Monday, February 27, 2012
Picacho Mountain(Peak)- Box Canyon
I've visited each of these places once, even though they are very close to Las Cruces. We hiked Box Canyon that runs along the north side of Picacho Peak back when we first moved here in '98 or '99. Didn't take any photos and don't remember much,except sticking close to the canyon walls for shade. A friend of mine recently told me about some perennial springs in Spring Canyon which is small tributary of Box Canyon. I thought it would make a nice little late winter, after lunch day hike. Seamus (my Scottie dog) and I started out from the parking area at the top of the mesa,before the road descends roughly into the canyon. We had walked less than a mile when we saw and heard some folks standing on the dam popping off round after round from their pistol. Call me overly cautious, or whatever you like,but I don't want be anywhere near young men shooting off guns. Once again, just like my experience in another part of the Robledos, they didn't seem to be shooting at anything( like a target) or being particularly consistent or careful as to the direction they were shooting. I have to say this kind of activity,so close to residential areas, and with bicycle riders, horse riders,hikers with pets and children frequenting the area, is just not appropriate. It may be legal,but that doesn't make it right.Oh well, if I ever visit this area again, I'll go on a weekday.
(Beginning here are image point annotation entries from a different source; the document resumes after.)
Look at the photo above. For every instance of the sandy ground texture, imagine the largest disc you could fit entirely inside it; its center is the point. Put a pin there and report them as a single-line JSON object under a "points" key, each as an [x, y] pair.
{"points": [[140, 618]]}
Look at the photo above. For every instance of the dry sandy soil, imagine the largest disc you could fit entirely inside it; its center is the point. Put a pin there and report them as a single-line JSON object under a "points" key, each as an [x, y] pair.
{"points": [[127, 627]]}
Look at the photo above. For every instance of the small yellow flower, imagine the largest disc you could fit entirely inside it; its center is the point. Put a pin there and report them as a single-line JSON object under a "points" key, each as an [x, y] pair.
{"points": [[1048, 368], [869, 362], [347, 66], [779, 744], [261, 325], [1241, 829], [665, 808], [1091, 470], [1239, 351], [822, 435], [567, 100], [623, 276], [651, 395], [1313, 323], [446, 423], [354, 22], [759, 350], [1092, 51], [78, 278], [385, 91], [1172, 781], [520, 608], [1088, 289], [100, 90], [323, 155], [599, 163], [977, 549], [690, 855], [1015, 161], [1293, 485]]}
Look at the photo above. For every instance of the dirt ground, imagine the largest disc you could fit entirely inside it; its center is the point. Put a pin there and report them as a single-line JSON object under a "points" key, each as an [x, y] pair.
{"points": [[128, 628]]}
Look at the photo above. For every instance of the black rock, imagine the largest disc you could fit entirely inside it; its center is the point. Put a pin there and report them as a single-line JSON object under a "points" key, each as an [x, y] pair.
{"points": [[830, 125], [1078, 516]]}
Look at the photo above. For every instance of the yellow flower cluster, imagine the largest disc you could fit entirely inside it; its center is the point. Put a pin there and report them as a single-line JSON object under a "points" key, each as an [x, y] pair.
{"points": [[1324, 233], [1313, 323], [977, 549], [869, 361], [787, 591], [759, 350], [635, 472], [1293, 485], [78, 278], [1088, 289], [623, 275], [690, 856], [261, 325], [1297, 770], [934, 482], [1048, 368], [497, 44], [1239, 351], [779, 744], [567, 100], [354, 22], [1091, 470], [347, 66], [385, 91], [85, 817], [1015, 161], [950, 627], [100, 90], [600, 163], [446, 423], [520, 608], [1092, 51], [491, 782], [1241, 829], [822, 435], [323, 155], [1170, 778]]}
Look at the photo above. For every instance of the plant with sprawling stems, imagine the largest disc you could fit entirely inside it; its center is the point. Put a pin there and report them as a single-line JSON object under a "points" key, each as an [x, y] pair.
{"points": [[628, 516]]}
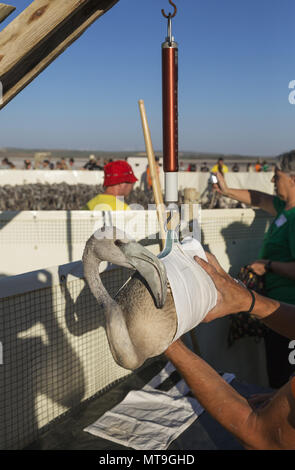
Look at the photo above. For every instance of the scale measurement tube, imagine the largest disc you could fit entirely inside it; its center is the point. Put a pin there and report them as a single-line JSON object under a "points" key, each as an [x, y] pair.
{"points": [[170, 118]]}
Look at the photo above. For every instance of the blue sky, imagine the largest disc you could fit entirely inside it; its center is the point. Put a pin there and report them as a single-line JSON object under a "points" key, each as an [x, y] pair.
{"points": [[236, 59]]}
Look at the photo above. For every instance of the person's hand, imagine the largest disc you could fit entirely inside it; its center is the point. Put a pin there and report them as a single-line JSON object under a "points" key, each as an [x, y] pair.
{"points": [[221, 186], [258, 267], [231, 296]]}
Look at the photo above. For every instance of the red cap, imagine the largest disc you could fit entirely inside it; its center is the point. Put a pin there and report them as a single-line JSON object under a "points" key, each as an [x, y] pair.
{"points": [[118, 172]]}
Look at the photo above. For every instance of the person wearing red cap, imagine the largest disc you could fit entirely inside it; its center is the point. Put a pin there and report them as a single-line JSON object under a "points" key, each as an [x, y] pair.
{"points": [[118, 183]]}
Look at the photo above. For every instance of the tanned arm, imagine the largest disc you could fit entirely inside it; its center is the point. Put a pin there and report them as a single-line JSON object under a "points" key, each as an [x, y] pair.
{"points": [[273, 427], [247, 196]]}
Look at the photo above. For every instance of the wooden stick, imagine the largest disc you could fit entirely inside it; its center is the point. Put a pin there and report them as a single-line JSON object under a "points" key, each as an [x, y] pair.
{"points": [[5, 11], [154, 173], [39, 35]]}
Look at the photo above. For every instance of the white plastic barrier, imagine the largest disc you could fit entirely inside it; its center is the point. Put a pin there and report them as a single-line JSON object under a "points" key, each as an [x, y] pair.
{"points": [[197, 180]]}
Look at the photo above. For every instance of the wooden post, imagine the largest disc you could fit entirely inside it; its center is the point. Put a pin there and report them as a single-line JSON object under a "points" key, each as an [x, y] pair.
{"points": [[154, 173], [5, 11], [39, 35]]}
It is pretty scenic but on the weekend there's too many people and too many bullets flying. And if I want to go to those springs, I'll visit in the late fall and hike in from the west side and avoid the main road and the dam area altogether.
I climbed Picacho Peak a few years back,starting from the lower Apache Dam walking along the road , and then crossing over the narrow ridge into the lower end of the above mentioned Box Canyon.We then went cross country up the north side of the mountain,which is quite steep, achieving the peak in short order. We descended using the road that's on the east side which leads directly over the ridge and back into Apache Canyon and to the dam. On my way back from my recent trip I saw about 20 or more Texans, who for some reason had each driven their own car up from El Paso( I assume), parked along the road getting ready to start a hike. I thought to myself that the Robledo Mountains area is suffering from the same problems as the Organ Mountains do on weekends: too many people, irresponsible people, and conflicting recreation agendas. Still, I've enjoyed many hikes here in near or complete solitude even while walking on roads. The problem in the Robledos is that "net" of roads and jeep trail. More and more people are using them. And where vehicles go, trash and problems follow. I hope my imagination is up to the task of finding more obscure locations here for my adventures otherwise I might have to retire the Robledos altogether, but I believe I'm pretty much done with the obvious locations, at least until the management of these place experiences a major overhaul. Note: there are many routes to climbing Picacho Peak. Directions to this area and a route for a loop hike to both of these spots are in Greg Magee's Day Hikes and Nature Walks in the Las Cruces - El Paso Area.